My research brings together the study of the environment with politics and social movements. It emphasizes social inequality across these areas. I focus on environmental justice activism to show how marginalized populations effect political change on subjects from pollution to climate change to urban redevelopment. My work adds to a growing body of literature on the contributions people of color have made to US environmentalism. It also models new ways of integrating traditional scholarship with contemporary digital tools.

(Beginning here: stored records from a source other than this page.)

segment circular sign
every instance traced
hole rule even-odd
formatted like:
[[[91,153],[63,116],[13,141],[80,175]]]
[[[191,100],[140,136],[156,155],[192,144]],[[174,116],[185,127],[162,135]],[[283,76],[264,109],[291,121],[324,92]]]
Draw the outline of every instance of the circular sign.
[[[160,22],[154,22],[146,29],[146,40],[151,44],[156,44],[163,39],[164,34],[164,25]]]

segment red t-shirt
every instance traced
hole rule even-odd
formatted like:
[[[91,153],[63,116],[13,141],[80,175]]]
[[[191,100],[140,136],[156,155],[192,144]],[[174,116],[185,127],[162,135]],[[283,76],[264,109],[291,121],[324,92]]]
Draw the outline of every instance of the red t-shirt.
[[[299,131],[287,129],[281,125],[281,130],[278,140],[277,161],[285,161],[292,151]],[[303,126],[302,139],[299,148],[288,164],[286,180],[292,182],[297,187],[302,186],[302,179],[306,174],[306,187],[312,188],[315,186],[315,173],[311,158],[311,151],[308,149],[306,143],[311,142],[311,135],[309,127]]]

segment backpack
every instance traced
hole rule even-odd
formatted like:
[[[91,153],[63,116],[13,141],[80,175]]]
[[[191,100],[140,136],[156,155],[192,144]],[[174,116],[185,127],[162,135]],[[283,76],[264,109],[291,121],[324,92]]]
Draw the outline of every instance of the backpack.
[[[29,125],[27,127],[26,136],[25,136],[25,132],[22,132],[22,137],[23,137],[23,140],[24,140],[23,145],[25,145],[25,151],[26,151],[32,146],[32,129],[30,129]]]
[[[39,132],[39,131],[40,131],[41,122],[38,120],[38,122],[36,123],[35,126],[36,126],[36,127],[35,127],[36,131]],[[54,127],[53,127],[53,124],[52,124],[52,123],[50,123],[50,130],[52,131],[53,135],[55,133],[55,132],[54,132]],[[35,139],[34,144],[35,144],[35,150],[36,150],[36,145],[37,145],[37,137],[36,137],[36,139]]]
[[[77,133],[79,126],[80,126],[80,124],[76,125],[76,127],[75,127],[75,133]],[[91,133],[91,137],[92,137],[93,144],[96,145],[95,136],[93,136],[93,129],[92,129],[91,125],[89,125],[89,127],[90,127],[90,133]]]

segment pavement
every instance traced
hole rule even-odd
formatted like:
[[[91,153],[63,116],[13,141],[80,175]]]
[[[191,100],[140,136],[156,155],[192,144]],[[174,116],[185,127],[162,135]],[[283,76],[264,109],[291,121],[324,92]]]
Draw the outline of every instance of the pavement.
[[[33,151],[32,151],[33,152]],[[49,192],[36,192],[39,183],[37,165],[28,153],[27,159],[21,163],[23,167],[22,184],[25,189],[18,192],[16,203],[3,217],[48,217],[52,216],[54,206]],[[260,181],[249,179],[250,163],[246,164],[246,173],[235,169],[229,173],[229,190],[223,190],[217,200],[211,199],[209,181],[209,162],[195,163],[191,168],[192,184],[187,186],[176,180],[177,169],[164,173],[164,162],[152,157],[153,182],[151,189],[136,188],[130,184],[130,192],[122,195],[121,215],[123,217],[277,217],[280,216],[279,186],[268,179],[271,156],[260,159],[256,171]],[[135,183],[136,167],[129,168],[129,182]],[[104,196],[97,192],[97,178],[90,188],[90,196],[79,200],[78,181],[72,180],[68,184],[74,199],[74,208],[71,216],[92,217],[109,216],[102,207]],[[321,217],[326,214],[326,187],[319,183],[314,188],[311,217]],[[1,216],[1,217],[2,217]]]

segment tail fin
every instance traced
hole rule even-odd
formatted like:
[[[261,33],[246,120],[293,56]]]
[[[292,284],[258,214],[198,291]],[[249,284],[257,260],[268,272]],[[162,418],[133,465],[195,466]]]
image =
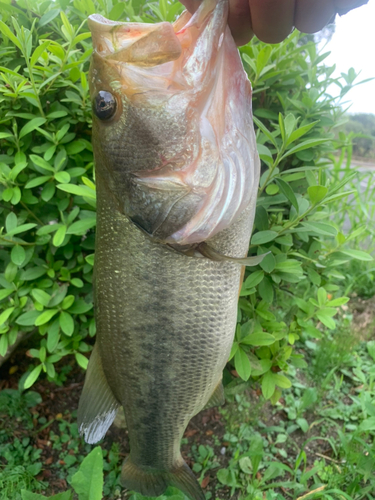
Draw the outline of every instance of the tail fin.
[[[155,497],[162,495],[168,486],[174,486],[191,500],[205,500],[196,477],[185,462],[174,471],[151,472],[135,465],[129,456],[122,467],[121,484],[142,495]]]

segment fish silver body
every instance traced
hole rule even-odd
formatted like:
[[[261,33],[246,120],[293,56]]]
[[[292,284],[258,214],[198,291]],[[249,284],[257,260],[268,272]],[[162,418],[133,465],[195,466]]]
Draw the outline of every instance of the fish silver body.
[[[122,483],[203,500],[180,453],[223,397],[259,181],[251,87],[227,0],[174,25],[90,17],[97,340],[78,422],[100,440],[124,407]],[[96,109],[95,109],[96,106]],[[95,116],[96,115],[96,116]],[[195,249],[204,243],[211,260]]]

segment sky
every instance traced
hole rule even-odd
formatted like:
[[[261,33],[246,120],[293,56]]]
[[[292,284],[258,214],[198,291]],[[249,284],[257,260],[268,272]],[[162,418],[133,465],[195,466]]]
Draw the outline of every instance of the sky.
[[[325,60],[329,66],[336,64],[334,76],[347,73],[353,67],[358,81],[375,78],[375,0],[350,11],[345,16],[336,16],[336,31],[324,52],[331,51]],[[351,101],[350,113],[375,114],[375,80],[352,89],[347,95]]]

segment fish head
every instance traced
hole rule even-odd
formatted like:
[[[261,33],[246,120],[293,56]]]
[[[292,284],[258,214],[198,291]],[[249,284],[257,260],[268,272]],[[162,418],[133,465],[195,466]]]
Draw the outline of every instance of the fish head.
[[[205,241],[257,189],[251,86],[227,12],[203,0],[173,24],[89,17],[97,182],[161,242]]]

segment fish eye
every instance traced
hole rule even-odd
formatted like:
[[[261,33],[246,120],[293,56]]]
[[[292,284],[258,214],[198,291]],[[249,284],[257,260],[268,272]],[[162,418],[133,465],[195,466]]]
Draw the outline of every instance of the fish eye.
[[[100,120],[109,120],[115,114],[117,103],[115,97],[106,90],[100,90],[93,102],[93,111]]]

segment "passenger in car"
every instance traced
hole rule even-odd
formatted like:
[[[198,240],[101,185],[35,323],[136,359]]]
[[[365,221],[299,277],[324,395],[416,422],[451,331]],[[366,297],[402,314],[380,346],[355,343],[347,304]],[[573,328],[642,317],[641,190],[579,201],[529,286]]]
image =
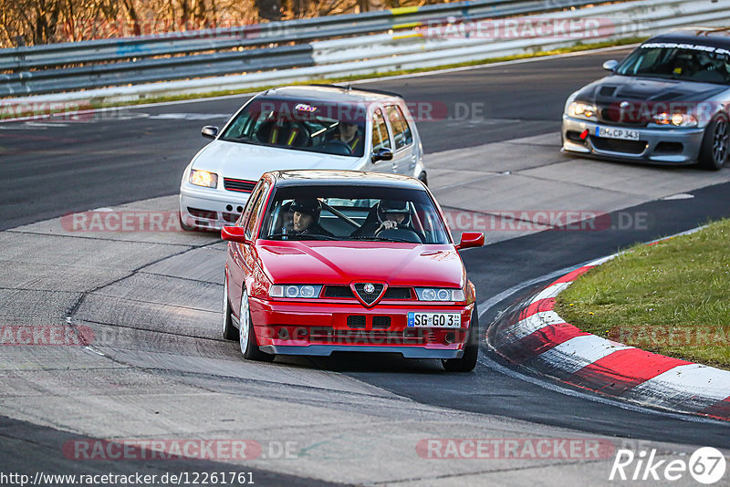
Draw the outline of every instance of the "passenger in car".
[[[363,143],[363,137],[360,130],[358,130],[358,125],[340,120],[337,128],[338,133],[335,135],[334,140],[345,142],[348,144],[352,153],[357,154]]]
[[[381,232],[396,229],[413,232],[421,242],[425,241],[423,234],[412,224],[408,202],[395,200],[378,202],[362,223],[362,226],[355,230],[350,236],[377,236]]]
[[[319,200],[299,199],[291,203],[292,235],[325,235],[334,236],[322,228],[319,224],[319,214],[322,212],[322,203]]]

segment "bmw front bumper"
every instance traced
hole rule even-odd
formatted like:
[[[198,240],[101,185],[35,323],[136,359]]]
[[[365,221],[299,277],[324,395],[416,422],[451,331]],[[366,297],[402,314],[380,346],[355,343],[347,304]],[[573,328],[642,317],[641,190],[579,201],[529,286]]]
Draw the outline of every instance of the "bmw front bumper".
[[[599,127],[613,126],[563,115],[562,150],[600,159],[635,161],[654,164],[683,165],[697,161],[704,130],[620,127],[639,132],[639,140],[598,137]],[[588,130],[588,135],[581,134]]]

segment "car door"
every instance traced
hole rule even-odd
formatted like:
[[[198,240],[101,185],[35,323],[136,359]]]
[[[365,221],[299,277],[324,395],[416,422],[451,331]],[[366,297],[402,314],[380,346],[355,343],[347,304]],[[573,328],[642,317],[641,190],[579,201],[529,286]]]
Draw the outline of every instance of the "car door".
[[[413,143],[413,132],[408,120],[398,105],[385,107],[385,115],[393,139],[392,166],[394,171],[406,176],[413,176],[418,154]]]
[[[241,302],[241,291],[244,281],[256,265],[256,255],[253,245],[254,231],[258,220],[258,215],[264,208],[264,203],[268,194],[269,184],[261,181],[251,192],[251,198],[244,208],[241,218],[236,223],[237,226],[245,228],[245,236],[251,239],[250,244],[232,242],[228,245],[229,281],[228,295],[230,296],[233,309],[238,311]]]
[[[391,133],[388,130],[388,123],[385,121],[385,115],[381,108],[376,108],[372,111],[371,119],[371,154],[375,154],[380,149],[393,150]],[[378,171],[380,172],[395,172],[397,166],[392,161],[377,161],[370,162],[367,171]]]

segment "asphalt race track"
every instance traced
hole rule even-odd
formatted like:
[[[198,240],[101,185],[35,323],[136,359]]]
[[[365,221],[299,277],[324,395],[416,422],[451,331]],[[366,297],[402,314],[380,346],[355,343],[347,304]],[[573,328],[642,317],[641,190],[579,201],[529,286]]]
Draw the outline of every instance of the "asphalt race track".
[[[559,153],[566,97],[626,52],[362,85],[442,114],[419,130],[430,186],[444,209],[610,214],[610,224],[598,231],[536,232],[499,222],[487,230],[486,246],[463,254],[483,326],[552,273],[730,216],[730,169]],[[72,233],[59,223],[64,214],[97,208],[174,211],[181,171],[205,143],[201,126],[222,125],[242,99],[0,124],[0,325],[72,324],[89,337],[86,346],[2,347],[2,471],[235,471],[259,485],[615,485],[612,453],[434,460],[416,445],[589,439],[656,449],[663,460],[687,459],[700,446],[727,456],[726,423],[522,376],[485,346],[471,374],[368,354],[245,362],[237,344],[219,338],[225,246],[214,233]],[[254,460],[85,461],[74,453],[79,439],[244,439],[262,452]],[[282,453],[287,444],[291,455]],[[688,475],[674,483],[696,484]]]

My book manuscript, Movement Matters: Protest, Policy and Three Decades of Environmental Justice Activism shows how California environmental justice activism institutionalizes over the last three decades. Activists increasingly engage in policy advocacy and collaboration with state agencies, and decreasingly engage in disruptive protest. I place these slow shifts in the form of environmental justice activism within the context of broader political trends of the last three decades, including the professionalization of the non-profit sector and the shifting racial politics accompanying the continued growth of the state’s majority people of color population. The book updates our understanding of environmental justice activism and pushes back against a tendency to conceptualize it as monolithic in ways that obscure the internal debates and varied tactics among activists. Case studies on the largest hazardous waste landfill west of the Mississippi and on the implementation of California’s landmark Global Warming Solutions Act of 2006 provide close up examples of the opportunities and limitations that result from activist institutionalization. Ultimately, the book argues that while California is an environmental justice policy leader, the scope of the environmental problems the state’s most disenfranchized still face should also make it a warning.
Public-Facing, Digital Scholarship
I explore a variety of ways to share my work outside of books and journals. Voices from the Valley: Environmental Justice in California’s San Joaquin Valley uses oral history excerpts, photography, and teaching suggestions to paint a vivid picture of environmental injustices as well as the environmental justice activists who tackle them. In Her Own Words: Teresa De Anda, Pesticides Activists (1959-2014) shares an edited oral history of Teresa De Anda’s life and the battles she fought against pesticide drift in her home-town of Earlimart and across California. An article in Critical Sustainabilities: Analyzing Competing Discourses of Urban Development in Northern California, analyzes the politics of categorizing as renewable the energy created from waste incinerators through a case in Gonzales, CA. An article in Tales of Hope and Caution in Environmental Justice presents the impact of the United Farm Workers of America on contemporary environmental justice activism in California’s agricultural San Joaquin Valley. A current project will result in a searchable online collection of the privately held archival materials from the 1990s-era Save Ward Valley campaign in the Mojave Desert led by the Fort Mojave, Chemehuevi, Quechan, Cocopah, and the Colorado River Indian Tribes (known as CRIT) along with a diverse array of other environmentalists .
I also publish reflections on conducting public and digital sociology to share lessons learned with other scholars and aspiring scholars. These include “Stories from the Field: Public Engagement through the Environmental Humanities and Allied Disciplines,” published in Resilience: A Journal of the Environmental Humanities and “On Becoming a Public Sociologist: Amplifying Women’s Voices in the Quest for Environmental Justice,” published in Sociologists in Action on Inequalities: Race, Class and Gender. The SAGE Academic and Research Skills video collection also includes a video in which I describe lessons learned from the Voices from the Valley project, as well as another in which I give tips on making an academic website.
Women’s Pathways into Environmental Justice Activism
This project analyzed women’s pathways into environmental justice advocacy in California’s San Joaquin Valley. Much existing research finds that women become environmental justice activists according to a common set of experiences in which apolitical women personally experience an environmental problem that launches them into a life of activism to protect the health of their families. Although a small group of the 25 women I interviewed fit this description, overall my interviews revealed a much more diverse array of paths into environmental justice activism. Most of the women I interviewed already had political experience before becoming environmental justice advocates, and they drew on social justice values to motivate their activism. This matters because depicting women activists primarily as mothers can reinforce stereotypes about women, even though it may also help their immediate goal of limiting pollution by showing them in a sympathetic light through conforming to traditional gender roles. This research was published in Organization & Environment in the spring of 2012.